In the last decade, several studies have been carried out to evaluate liver fibrosis and noninvasive methods in PBC.[ To our knowledge, this study is the first to evaluate noninvasive test to predict histological severity of PBC with spleen diameters. In this study, we assessed the diagnostic performance of five noninvasive parameters for the histological severity of PBC. There was a statistically significant moderate positive correlation between RPR, APRI, and FIB-4 values and Ludwig's stage, as well as a strong negative correlation between the PC/ST ratio and Ludwig's stage on liver biopsy. We found that the PC/ST ratio is superior to RPR, APRI, FIB-4, and MPV in predicting of histological severity in patients with PBC. The PC/ST ratio, including 2 indicators of portal hypertension was initially designed to predict esophageal varices in patients with liver cirrhosis.[ The noninvasive diagnosis of liver fibrosis in our study was stand by the fact that both spleen size and platelet count were independently and significantly associated with extent of liver fibrosis in multivariate analysis. According to our study, PC/ST ratio performed better in identifying Scheuer stage≥II, stage≥III, and stage IV than other noninvasive markers, RPR, APRI, FIB-4, and MPV.

To our knowledge, there are few studies evaluating noninvasive markers of histological severity in patients with PBC. Wang et al[ found RDW and RPR were related to histologic severity of PBC, and its AUROC is better than APRI and FIB-4. Alempijevic et al[ found a statistically significant correlation between disease stage and AST levels, APRI. Trivedi et al[ showed that APRI is associated with the optimising risk stratification in PBC and can predict patients’ outcome independent of ursodeoxycholic acid response.

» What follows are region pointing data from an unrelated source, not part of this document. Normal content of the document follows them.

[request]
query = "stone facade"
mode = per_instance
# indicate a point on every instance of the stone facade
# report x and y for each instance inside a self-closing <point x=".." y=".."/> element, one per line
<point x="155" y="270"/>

Olmeza and colleagues[ evaluated 40 patients found that there were statistically significant differences in APRI, FIB-4 scores between the groups with early (Scheuer stages I and II) and advanced stages (Scheuer stages III and IV) of disease. It is found that there was no difference among patients between early stage and advanced stage disease in terms of APRI scores, but MPV values were different between groups. In our study, we enrolled treatment-naïve PBC patients and found that RPR, APRI, FIB-4 showed high specificity and sensitivity for detection of Scheuer stage ≥II, ≥III and stage IV, respectively, with AUROC more than 0.8. However, we did not detect significant increases in MPV levels between different stages, may just because their sample size of 39 patients was small. In addition, the studies before are just focus on distinguish the early stage stages and advanced stages with noninvasive markers, our study paid attention to the four stages and find the optimal cut-off values to predict different stages.

This study has several limitations. Firstly, the patients in our study were part of a single-center study and retrospectively enrolled, and our models have not been validated as yet with large prospective studies. Secondly, because of the lack of data, we investigate the spleen thickness (ST) other than spleen diameters (SD), which has been promoted before to identify the severity of esophagus varices. Thirdly, the sample size of our study is relatively small, due to the incomplete data of blood test and ultrasound, we select the patients with complete data.

In conclusion, our study findings indicated that PRP, APRI, FIB-4, and PC/ST ratio could provide useful information for the prediction of histologic severity in PBC patients, which could aid in reducing the need for liver biopsy. Meanwhile, PC/ST ratio shows the highest AUROC for prediction different stages than other noninvasive markers with reasonable sensitivity and specificity. As a result, we can use the optimal cut-off values of PC/ST for the diagnosis of disease severity of PBC patients, also the treatment effect prediction and follow up.